CAROLINE WEST-MEADS: ‘Our underage daughter got drunk at a friend’s sleepover’

Q Our daughter, who is 15, went to a friend’s house on New Year’s Eve. We were hesitant because we didn’t know the friend’s parents very well, but she begged us to go. When she came back the next day, she was clearly hungover. She told us that the parents had allowed some cider at the party, but no hard liquor. However, we have since discovered through mutual friends, whose daughter was also there, that the host parents had left and did not return until after 1am. There was no control over the amount of alcohol the partygoers brought.

These friends said they had heard that our daughter had gotten so drunk that she had thrown up several times and passed out 20 minutes. We were furious and banned her from going to graduation parties. She barely talks to us now, but we are terrified it could happen again. My husband thinks we should confront the parents who organized the party, as they clearly acted illegally. However, our daughter begged us not to say anything because the friend is one of the popular girls and she thinks she would be left out.

We banned her from parties and now she barely talks to us

a Parenting teenagers can be scary; their brains have yet to fully develop, so they often make risky choices and poor decisions. People talk about young people needing firm boundaries, but this isn’t easy. A rebellious or troubled teen may defy all rules and become even more defiant with every attempt to discipline them. But wherever your daughter lies on this scale, it’s best to avoid an overly authoritarian approach. Start by telling her that you’re sorry that you were both angry and that it was because you were afraid for her safety.

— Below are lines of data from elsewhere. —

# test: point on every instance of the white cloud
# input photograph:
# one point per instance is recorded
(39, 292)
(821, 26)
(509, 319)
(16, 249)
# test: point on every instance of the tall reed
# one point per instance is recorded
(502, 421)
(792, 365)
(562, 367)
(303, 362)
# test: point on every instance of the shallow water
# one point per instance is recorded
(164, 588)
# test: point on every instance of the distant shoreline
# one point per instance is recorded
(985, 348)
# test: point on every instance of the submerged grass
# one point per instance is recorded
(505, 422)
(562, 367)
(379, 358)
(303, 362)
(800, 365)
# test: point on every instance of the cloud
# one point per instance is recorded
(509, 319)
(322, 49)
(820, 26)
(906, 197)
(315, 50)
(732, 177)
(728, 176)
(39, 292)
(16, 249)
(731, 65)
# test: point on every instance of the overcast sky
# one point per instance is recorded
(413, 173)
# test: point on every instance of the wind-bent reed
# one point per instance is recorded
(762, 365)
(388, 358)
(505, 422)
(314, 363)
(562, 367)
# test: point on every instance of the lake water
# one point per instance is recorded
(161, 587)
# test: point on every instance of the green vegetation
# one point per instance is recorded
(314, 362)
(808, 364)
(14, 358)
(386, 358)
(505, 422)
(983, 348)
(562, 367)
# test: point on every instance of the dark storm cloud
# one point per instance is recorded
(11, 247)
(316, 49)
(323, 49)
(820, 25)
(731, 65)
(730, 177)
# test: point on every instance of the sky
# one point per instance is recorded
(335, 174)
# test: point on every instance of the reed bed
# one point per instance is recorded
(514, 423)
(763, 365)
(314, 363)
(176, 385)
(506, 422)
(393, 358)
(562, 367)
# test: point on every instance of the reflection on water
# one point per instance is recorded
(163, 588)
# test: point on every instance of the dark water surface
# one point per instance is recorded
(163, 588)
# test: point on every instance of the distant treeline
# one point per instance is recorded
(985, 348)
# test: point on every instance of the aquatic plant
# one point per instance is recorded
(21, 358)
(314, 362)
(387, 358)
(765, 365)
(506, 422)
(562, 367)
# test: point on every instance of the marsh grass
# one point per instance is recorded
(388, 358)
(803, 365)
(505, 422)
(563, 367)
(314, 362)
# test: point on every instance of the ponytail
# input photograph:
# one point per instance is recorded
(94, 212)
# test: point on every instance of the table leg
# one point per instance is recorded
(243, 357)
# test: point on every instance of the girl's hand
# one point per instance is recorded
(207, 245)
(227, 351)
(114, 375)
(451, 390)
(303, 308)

It is best to avoid an overly authoritarian approach

Explain that getting so drunk could leave her vulnerable to sexual assault or alcohol poisoning, etc. Say that you will let her go to parties in the future because you don’t want her to be left out, but in return there must be clear are guidelines. . You will need to know more about the host parents and you will also need assurances that she will text or call intermittently to verify that she is doing well. It sounds like your daughter is suffering from peer pressure, so ask if she drank so much because she wanted to fit in, or because she felt obligated by friends. Ask if she is unhappy or worried about anything. Try reading to help her build her resilience Parenting the New Teen in the Age of Anxiety by Doctor John Duffy. Deciding whether to confront the other parents is difficult because it could have consequences for your daughter. However, their actions could put other teens in danger. Perhaps there are other parents you trust whose children attended the party. Then you can approach them together.

To see drinkaware.nl for more advice on teenage drinking.

He lied about withholding gifts from his children

Q My husband and I both have children from our first marriages and have always given them the same amount of money at Christmas. A few years ago he told me he was quitting, which made me sad because my kids missed this when they were young. Their own father didn’t celebrate Christmas and still doesn’t. However, when my husband’s daughter came to stay for a few days, I heard her thank him for his generosity.

I have now discovered that he has continued to give money as gifts to his own children. I am furious and don’t know what to do. My husband earns the money because I can’t work, and he has complete control over the finances.

a This is a major betrayal of your trust. Even if you marry someone who already has children, that person will not end up isolated. If he has known them since they were young, being treated differently as a stepchild can be very hurtful. Unfortunately, there are also indications of deeper problems in your marriage. You say your husband is in charge of the money since he is the breadwinner. However, relationships are about forming a team with shared goals and problems. I’m assuming you can’t work due to a disability or illness, but putting you in a position where you’re financially dependent on him is controlling and demeaning. You may be wondering if you want to stay married to a man who lied to you, so reach out relate.org.uk For support. Also ask moneyhelper.org.uk for advice on how to talk to your husband about having a say in finances. His behavior could border on financial abuse.